Trump unveils his “Opening the Country” council. The list of business executives the president  plans to consult “were some of the most prominent names of Wall Street and Silicon Valley,” the NYT's Annie Karni and Maggie Haberman report. “Those included Jamie Dimon, the chief executive of JPMorgan Chase; Stephen A. Schwarzman, the chief executive of Blackstone; Tim Cook, the chief executive of Apple; and Mark Zuckerberg, the chief executive of Facebook, who he implied would be acting as consultants to his administration." But at least one person on the list said the administration hadn't asked first and gave no heads-up on the announcement. 

Some of the other top financial services executives the White House is naming, per Politico: Bank of America's Brian Moynihan; Goldman Sachs's David Solomon; Citigroup's Michael Corbat; Wells Fargo's Charles Scharf; Morgan Stanley's James Gorman; Paulson & Co.'s John Paulson; Citadel's Ken Griffin; Elliott Management's Paul Singer; Robert Smith of Vista Equity Partners; Abigail Johnson of Fidelity Investments; Mastercard's Ajay Banga; and Visa's Al Kelly

Trump set off a White House scramble by claiming “total authority” over ending the shutdown: “The president’s claim, first conveyed in a tweet Monday morning and underscored at a White House news conference and subsequent social media posts, caught his aides off guard and prompted them to study whether Trump would have such authority in a time of emergency like the ongoing pandemic,” Seung Min Kim, Josh Dawsey and Brady Dennis reports.

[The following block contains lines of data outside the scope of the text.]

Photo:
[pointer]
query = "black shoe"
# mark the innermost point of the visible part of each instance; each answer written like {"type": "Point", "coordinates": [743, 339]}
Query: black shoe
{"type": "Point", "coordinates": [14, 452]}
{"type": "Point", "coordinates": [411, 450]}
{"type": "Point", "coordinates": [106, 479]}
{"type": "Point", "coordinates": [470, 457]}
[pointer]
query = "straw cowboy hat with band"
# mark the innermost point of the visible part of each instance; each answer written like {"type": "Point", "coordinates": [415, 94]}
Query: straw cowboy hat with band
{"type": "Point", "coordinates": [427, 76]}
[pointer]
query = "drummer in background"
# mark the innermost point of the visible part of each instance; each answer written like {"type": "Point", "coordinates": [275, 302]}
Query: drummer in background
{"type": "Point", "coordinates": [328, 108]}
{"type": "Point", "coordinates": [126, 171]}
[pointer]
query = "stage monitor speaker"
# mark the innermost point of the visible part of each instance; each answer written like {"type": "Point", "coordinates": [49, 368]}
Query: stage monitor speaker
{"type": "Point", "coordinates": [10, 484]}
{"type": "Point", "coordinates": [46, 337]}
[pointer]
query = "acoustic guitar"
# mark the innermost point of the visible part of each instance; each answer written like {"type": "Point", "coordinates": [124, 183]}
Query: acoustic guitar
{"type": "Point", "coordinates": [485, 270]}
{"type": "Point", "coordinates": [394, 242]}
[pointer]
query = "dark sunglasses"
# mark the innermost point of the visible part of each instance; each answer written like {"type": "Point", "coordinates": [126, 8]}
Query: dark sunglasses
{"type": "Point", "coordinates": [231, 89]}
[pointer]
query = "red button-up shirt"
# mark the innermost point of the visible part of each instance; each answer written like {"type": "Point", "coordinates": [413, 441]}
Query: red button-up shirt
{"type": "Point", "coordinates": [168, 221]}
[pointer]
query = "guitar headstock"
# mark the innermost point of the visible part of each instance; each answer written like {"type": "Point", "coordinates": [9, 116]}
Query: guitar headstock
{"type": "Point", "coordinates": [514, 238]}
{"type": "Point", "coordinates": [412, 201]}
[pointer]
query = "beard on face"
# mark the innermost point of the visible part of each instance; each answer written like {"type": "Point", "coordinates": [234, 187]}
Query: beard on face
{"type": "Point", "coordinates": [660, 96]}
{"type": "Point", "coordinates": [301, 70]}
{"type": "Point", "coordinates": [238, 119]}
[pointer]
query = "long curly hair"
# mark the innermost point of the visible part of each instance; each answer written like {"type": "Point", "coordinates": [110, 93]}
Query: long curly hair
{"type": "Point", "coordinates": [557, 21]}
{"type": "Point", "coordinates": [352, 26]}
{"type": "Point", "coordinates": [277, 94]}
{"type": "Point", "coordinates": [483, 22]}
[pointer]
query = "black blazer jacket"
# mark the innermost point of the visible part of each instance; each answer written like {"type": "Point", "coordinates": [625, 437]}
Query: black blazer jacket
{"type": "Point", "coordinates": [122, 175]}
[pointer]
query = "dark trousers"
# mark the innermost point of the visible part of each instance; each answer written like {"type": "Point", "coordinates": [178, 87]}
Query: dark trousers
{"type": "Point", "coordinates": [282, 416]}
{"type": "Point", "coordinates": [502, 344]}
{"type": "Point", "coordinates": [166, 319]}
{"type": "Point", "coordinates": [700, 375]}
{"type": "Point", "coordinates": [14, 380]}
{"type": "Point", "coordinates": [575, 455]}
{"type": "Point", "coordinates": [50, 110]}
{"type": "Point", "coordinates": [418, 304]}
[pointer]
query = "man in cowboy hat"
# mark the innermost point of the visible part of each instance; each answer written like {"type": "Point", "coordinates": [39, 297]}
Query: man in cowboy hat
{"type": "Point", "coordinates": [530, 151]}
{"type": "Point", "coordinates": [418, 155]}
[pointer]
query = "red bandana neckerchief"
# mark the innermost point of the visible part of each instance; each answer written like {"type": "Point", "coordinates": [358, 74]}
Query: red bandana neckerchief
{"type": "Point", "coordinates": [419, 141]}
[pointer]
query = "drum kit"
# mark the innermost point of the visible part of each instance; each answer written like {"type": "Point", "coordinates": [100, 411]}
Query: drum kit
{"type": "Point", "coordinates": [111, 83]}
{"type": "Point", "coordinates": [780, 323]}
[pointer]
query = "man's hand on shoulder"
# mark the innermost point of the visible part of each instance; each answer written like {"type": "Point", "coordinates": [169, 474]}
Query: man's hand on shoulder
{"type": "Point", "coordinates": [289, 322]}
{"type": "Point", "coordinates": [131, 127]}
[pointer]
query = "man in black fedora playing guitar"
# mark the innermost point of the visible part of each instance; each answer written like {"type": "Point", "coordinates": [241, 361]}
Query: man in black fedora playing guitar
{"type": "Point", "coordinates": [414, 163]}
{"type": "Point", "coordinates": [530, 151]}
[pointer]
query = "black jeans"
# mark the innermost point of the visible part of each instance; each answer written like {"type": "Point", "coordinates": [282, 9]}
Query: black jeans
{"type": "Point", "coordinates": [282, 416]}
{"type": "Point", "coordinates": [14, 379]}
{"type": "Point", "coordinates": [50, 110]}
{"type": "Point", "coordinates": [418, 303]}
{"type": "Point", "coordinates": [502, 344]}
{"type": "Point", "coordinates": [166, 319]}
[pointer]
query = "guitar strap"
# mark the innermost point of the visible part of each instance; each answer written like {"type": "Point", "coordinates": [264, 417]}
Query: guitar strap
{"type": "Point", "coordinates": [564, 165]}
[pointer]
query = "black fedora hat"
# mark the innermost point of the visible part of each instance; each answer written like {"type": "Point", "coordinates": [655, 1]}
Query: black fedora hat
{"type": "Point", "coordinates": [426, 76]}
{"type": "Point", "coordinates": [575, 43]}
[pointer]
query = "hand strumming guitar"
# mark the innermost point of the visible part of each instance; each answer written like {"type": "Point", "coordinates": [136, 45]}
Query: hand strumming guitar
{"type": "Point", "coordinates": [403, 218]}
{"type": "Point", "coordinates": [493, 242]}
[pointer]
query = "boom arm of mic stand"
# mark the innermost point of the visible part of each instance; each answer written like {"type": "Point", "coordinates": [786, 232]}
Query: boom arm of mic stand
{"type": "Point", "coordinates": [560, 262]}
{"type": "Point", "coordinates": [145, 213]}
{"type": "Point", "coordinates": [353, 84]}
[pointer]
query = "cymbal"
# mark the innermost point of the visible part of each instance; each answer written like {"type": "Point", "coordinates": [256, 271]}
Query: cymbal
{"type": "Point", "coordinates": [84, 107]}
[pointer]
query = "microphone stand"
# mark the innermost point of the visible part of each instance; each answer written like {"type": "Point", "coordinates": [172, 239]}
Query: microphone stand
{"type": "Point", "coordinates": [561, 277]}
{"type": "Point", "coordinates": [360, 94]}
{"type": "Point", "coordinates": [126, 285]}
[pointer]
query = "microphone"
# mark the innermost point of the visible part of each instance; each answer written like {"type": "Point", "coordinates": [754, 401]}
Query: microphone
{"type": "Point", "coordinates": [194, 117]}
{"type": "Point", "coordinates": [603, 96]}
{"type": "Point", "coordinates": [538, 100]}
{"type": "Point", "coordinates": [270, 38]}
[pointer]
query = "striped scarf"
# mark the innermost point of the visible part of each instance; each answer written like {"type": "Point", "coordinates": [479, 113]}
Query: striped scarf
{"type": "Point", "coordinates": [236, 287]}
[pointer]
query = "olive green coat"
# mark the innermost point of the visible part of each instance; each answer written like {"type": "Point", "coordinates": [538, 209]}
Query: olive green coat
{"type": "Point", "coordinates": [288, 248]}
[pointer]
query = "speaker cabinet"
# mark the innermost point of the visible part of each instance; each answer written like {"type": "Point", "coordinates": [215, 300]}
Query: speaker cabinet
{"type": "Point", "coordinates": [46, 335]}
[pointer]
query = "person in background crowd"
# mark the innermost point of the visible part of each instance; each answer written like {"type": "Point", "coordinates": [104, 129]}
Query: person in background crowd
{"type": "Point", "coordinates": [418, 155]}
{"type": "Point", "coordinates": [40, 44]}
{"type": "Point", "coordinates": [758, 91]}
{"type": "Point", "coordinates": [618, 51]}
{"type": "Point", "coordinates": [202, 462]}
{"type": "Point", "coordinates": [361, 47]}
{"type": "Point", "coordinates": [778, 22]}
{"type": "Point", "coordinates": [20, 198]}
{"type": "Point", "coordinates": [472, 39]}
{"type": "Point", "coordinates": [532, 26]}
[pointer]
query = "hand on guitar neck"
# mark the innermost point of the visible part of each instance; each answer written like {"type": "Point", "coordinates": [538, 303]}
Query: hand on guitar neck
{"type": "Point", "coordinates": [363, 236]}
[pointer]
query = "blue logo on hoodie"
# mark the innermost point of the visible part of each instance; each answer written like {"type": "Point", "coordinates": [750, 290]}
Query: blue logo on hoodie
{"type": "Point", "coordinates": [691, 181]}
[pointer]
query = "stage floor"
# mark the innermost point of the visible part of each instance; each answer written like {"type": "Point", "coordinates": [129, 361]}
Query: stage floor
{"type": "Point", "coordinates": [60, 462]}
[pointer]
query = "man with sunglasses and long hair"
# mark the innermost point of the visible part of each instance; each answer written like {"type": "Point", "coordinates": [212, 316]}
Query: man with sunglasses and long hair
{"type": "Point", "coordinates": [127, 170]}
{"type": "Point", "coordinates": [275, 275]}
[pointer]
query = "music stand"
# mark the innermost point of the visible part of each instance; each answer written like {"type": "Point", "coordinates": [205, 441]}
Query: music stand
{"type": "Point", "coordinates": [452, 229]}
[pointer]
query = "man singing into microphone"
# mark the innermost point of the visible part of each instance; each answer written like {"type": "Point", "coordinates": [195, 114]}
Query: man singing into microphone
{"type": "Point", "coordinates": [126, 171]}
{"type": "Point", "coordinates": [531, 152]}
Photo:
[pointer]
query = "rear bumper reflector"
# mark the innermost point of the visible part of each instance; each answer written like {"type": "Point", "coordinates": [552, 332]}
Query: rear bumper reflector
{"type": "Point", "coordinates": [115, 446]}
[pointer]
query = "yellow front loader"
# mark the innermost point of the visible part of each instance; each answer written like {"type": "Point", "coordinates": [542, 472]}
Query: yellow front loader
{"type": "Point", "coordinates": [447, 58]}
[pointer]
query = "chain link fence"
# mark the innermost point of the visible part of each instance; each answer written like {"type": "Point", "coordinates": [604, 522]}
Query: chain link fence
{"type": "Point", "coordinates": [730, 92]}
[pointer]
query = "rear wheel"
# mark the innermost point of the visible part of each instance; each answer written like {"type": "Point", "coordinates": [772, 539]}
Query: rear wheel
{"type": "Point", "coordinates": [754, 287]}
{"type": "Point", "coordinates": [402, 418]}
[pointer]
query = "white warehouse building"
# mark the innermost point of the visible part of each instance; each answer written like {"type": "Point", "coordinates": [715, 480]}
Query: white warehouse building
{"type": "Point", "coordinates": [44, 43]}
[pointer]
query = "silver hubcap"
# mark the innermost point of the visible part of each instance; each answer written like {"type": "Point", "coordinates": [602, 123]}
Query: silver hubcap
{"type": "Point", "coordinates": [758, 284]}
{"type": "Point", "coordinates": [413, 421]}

“At a White House briefing late Tuesday, Trump offered conflicting statements about which entity had the authority to reopen, seeming to backtrack from his claim Monday but at the same time insisting the federal government would have the final say …Earlier in the day, Trump’s comments on reopening the nation were challenged by his presumptive Democratic rival this fall, former vice president Joe Biden, and also by prominent governors overseeing the public health crisis in their states such as New York Gov. Andrew M. Cuomo, who in his daily news conference Tuesday skewered at length Trump’s position as wildly off-base from the Constitution.”

The first big bailout

Airlines have reached a deal with the administration on coronavirus aid.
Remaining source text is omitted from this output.